With starfish in your hair, you sat atop a coral-reef rock;
girl, scowling because you were irritated with me.
I'd given you a piggy-back, then dropped you at the riverbank.
Girl, your eyes were hard as emeralds as you picked seaweed off
your favorite bikini; a pin-up darling, 1950s sexy, all over.
But Holland, I was fascinated, even as you avoided my gaze.
But that was last Friday when fireworks were
lighting up the wine-red sky, when
the bare-chested boys by the pier were
howling like banshees or wolves.
Saturday morning, I tried
to make it up to you with a box of
fresh blueberry muffins, a peppermint
latte from the nearest cafe.
But girl; you pushed the treats away,
pushed me away and slid
the door to our tent shut.
Oh Holland, it took me awhile
to make you smile at me again.
But I knew in my diamondback bones
that we were okay when
you wrapped your arms around my waist,
pressed your cheek against my shoulder.
Oh Holland, we could
never stay mad at each other for long..
At least, not back then;
back when nights were
perfect, our escape-plan, remnants of
the 80s, soft grunge tones and vanilla
ice cream with rainbow sprinkles
coaxing us out of our cave-like house.
You were sweeter than
butterscotch, girl; vintage candy,
sitting beside me in my faded Silverado,
humming the chorus to yet another
heartbreaking Goo Goo Dolls song.
All the choir teachers at school
criticized your voice, I remember.
They favored the girls with
Betty Page hairdos; mock-innocent sopranos,
calling out to all the jocks, wrestling champions,
“Oh give us those pearls, sailors!
Make us your pretty little Bedford housewives.”
Oh so pathetic..
I always knew you'd never stoop so low, beg
for guys to look at you with dollar-sign eyes,
grant your every wish but the one
you thought most special, Holland.
No, you were going places;
to college, to L.A to become an artist,
like you'd always wanted.
But the problem was me, wasn't it?
Holland, I was never happy
to let you out of my sight.
Overprotective to the core,
I fooled everyone but you, girl.
Things were never alright at home.
We kept the secret; kept each other
sane with warm side-hugs,
gentle pecks on rusted-peach
You were my safe haven..
Every afternoon at three,
I couldn't wait to see you, Holland.
And god, I wish I could
turn back time to breezy 1965 when
our relationship wasn't
so wrecked; damaged by nightmares,
by gunslingers, dead sparrows in the bird-bath,
by the dangerous world that is high school, girl.

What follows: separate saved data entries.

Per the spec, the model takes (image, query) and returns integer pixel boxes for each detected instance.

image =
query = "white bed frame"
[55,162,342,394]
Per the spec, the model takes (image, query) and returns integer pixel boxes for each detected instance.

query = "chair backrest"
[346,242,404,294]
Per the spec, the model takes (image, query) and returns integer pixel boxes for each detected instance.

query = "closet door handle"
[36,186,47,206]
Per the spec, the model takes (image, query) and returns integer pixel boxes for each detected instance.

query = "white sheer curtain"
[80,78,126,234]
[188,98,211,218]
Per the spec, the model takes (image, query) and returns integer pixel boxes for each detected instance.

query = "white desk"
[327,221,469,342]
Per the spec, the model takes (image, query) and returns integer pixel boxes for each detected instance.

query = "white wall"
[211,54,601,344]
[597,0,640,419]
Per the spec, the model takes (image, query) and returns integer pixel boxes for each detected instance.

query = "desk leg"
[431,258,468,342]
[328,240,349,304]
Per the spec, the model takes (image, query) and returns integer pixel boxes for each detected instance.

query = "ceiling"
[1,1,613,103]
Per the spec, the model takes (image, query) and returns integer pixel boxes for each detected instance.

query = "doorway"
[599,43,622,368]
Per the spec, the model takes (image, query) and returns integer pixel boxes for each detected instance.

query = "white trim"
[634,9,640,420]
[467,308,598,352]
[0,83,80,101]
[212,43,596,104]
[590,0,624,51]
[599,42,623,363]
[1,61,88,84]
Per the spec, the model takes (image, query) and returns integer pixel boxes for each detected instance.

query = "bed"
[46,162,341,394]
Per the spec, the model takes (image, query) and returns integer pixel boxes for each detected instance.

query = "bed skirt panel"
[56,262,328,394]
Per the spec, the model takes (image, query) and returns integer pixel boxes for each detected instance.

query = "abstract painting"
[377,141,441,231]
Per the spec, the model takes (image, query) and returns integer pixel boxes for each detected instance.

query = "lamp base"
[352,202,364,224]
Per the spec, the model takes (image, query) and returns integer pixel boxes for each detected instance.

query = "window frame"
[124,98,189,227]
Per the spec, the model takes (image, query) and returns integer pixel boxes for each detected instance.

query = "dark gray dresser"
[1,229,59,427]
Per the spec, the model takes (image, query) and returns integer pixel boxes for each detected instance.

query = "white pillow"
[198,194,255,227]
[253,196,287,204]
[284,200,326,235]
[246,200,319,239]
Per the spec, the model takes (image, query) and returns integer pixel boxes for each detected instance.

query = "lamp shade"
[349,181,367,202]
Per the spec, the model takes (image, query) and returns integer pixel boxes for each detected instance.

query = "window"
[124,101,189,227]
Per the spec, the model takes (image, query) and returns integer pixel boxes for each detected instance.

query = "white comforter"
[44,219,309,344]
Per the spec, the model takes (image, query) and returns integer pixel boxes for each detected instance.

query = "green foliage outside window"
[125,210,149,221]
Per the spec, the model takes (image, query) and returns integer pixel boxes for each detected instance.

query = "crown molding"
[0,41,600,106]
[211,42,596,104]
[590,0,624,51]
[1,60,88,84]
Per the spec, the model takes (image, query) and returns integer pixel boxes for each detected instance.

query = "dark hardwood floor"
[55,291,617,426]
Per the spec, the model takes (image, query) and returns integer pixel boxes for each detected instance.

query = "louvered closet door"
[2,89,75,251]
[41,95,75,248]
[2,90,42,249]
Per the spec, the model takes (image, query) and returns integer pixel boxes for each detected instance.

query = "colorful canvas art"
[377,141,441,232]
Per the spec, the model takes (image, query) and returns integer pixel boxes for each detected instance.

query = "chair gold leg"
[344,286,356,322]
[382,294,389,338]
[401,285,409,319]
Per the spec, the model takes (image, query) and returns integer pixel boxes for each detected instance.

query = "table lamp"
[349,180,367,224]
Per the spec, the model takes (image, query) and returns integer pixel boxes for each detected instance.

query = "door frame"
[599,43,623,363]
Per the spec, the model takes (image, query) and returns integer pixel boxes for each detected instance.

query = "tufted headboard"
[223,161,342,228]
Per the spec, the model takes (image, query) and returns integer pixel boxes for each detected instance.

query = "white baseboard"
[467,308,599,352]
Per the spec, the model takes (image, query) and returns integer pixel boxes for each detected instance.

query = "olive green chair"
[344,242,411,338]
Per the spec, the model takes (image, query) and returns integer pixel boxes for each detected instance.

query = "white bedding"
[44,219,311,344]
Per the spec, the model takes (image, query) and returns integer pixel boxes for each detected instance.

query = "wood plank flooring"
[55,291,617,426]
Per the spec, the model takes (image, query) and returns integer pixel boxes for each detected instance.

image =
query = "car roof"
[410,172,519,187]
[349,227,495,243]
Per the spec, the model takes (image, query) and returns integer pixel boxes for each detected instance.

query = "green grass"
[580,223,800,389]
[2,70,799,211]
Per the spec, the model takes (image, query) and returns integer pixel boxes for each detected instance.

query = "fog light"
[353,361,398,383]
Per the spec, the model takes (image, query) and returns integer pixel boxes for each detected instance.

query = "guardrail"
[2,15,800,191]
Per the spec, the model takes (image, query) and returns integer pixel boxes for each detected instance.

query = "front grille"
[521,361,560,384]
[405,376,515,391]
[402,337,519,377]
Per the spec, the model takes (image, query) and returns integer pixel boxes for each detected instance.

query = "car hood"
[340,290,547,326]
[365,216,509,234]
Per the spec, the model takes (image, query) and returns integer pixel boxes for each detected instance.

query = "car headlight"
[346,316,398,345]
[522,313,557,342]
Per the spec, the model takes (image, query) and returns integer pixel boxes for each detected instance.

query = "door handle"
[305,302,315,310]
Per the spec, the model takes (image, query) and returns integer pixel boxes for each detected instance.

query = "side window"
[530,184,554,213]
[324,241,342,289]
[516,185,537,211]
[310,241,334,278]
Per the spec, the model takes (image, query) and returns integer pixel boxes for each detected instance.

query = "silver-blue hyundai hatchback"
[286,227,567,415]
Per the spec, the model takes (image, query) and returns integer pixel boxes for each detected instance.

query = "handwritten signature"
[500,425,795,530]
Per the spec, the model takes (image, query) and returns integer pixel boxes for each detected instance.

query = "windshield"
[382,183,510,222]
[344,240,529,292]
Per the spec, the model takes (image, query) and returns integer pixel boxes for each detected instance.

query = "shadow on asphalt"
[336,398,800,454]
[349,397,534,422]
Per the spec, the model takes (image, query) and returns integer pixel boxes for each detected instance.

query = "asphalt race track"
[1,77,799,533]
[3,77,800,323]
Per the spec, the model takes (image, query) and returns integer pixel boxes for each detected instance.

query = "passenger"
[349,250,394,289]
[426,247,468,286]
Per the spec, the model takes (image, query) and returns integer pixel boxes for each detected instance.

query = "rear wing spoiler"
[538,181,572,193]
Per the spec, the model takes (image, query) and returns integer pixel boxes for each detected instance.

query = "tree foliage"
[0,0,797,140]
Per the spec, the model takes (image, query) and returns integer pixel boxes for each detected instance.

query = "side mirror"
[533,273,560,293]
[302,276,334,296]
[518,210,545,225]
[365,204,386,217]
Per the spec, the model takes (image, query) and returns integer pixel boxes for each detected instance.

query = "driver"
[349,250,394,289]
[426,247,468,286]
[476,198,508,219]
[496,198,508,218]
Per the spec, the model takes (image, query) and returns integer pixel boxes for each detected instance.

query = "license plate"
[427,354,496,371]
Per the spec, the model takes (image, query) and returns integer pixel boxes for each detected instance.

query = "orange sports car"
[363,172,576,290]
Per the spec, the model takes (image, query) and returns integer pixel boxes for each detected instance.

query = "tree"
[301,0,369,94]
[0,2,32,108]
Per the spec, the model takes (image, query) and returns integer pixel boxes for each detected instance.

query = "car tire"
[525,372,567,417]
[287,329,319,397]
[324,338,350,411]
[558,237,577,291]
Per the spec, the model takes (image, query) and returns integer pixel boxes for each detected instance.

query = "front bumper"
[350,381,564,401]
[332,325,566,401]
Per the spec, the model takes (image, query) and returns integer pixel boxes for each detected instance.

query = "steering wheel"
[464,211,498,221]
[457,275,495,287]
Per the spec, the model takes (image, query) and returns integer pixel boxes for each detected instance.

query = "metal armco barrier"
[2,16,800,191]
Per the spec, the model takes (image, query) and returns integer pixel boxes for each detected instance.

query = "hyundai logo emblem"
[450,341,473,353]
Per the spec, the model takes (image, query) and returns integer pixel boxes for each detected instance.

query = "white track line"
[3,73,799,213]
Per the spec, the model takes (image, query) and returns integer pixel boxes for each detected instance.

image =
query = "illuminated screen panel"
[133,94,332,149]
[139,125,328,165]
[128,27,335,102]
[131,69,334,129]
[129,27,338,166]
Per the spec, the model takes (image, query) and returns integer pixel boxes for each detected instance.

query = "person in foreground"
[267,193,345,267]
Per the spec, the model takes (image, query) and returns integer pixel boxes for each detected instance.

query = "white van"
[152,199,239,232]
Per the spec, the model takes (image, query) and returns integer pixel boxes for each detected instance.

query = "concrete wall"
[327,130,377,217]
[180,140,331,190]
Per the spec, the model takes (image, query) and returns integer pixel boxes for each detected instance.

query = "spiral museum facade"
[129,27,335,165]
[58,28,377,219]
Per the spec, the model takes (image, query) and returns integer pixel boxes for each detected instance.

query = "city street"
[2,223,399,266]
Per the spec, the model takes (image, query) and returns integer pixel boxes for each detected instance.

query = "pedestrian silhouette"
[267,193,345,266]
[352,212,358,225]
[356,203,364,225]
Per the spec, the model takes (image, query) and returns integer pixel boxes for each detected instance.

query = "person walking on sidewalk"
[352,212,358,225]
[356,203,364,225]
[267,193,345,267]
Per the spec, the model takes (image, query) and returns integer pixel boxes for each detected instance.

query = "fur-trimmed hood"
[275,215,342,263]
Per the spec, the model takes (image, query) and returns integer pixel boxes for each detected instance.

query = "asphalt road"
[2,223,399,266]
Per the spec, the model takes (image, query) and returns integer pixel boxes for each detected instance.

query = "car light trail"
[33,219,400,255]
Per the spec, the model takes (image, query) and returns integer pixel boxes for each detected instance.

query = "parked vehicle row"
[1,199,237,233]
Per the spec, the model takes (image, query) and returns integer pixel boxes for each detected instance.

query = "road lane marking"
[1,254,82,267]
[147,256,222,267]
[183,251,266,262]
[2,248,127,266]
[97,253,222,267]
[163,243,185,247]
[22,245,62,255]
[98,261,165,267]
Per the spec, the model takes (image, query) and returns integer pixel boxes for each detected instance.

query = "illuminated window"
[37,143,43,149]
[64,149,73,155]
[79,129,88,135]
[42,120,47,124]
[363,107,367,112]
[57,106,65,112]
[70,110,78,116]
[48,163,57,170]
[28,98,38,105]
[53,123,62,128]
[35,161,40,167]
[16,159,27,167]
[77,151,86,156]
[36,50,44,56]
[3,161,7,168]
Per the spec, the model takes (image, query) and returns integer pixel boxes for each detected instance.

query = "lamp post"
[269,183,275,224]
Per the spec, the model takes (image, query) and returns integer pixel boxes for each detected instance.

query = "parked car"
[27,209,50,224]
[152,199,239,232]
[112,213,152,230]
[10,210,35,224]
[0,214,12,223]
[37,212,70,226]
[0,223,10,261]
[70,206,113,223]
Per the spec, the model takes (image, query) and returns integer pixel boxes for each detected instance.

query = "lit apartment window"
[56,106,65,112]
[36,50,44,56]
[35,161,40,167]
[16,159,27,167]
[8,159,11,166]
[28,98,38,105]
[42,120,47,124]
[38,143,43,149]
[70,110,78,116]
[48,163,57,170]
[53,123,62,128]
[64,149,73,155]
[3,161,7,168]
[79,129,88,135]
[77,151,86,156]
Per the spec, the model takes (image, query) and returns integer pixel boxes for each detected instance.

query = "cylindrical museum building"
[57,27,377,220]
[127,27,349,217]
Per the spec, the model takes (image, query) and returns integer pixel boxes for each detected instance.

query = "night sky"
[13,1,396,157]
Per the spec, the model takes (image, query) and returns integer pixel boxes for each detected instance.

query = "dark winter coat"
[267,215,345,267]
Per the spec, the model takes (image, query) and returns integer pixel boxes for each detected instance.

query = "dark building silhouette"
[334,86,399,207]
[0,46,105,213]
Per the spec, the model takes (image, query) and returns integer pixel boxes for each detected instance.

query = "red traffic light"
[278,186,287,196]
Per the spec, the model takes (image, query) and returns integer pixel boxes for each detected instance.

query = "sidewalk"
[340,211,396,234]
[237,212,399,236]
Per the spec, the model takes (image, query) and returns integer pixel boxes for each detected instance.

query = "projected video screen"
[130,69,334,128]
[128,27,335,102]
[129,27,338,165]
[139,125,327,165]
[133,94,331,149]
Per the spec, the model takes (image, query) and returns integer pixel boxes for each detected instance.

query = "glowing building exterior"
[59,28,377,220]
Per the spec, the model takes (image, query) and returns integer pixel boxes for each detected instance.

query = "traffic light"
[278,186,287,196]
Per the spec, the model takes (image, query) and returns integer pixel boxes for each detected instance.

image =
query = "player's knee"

No, in that separate place; a sparkling dimension,
you were still locking your arms around my neck,
waltzing with me to Elvis medleys
in front of our favorite malt-shop in town.
In those see-saw days, you were always
laughing; playing games, teaching our puppy
new tricks in the backyard, Holland,
your hair loose and draping down your spine.
All that fun, all that innocent hassle of
building a tree-house, working together.
Oh yeah, back then, we were like
knights of our own round-table.
But now it seems all I do is make you angry..
And I know I took what wasn't mine, a piece
of you that you were saving for someone else.
I got jealous, seeing you smile at him across
the picnic table the weekend we went camping.
Oh I lost my mind for a second,
lost whatever common sense I once had,
stored away in my astronaut-loving brain.
You reminded me who I was when we got home but then
I pressed my thirsting August lips against yours.
Oh I acted too quickly, stupidly because
it was all too fast; the heat coursing
through my veins, the taste of a summer morning
on our tongues, all blackberry leaves; sweet, tart poison.
I pulled back when you hesitated,
brushed strands of wheat-blond hair from your eyes.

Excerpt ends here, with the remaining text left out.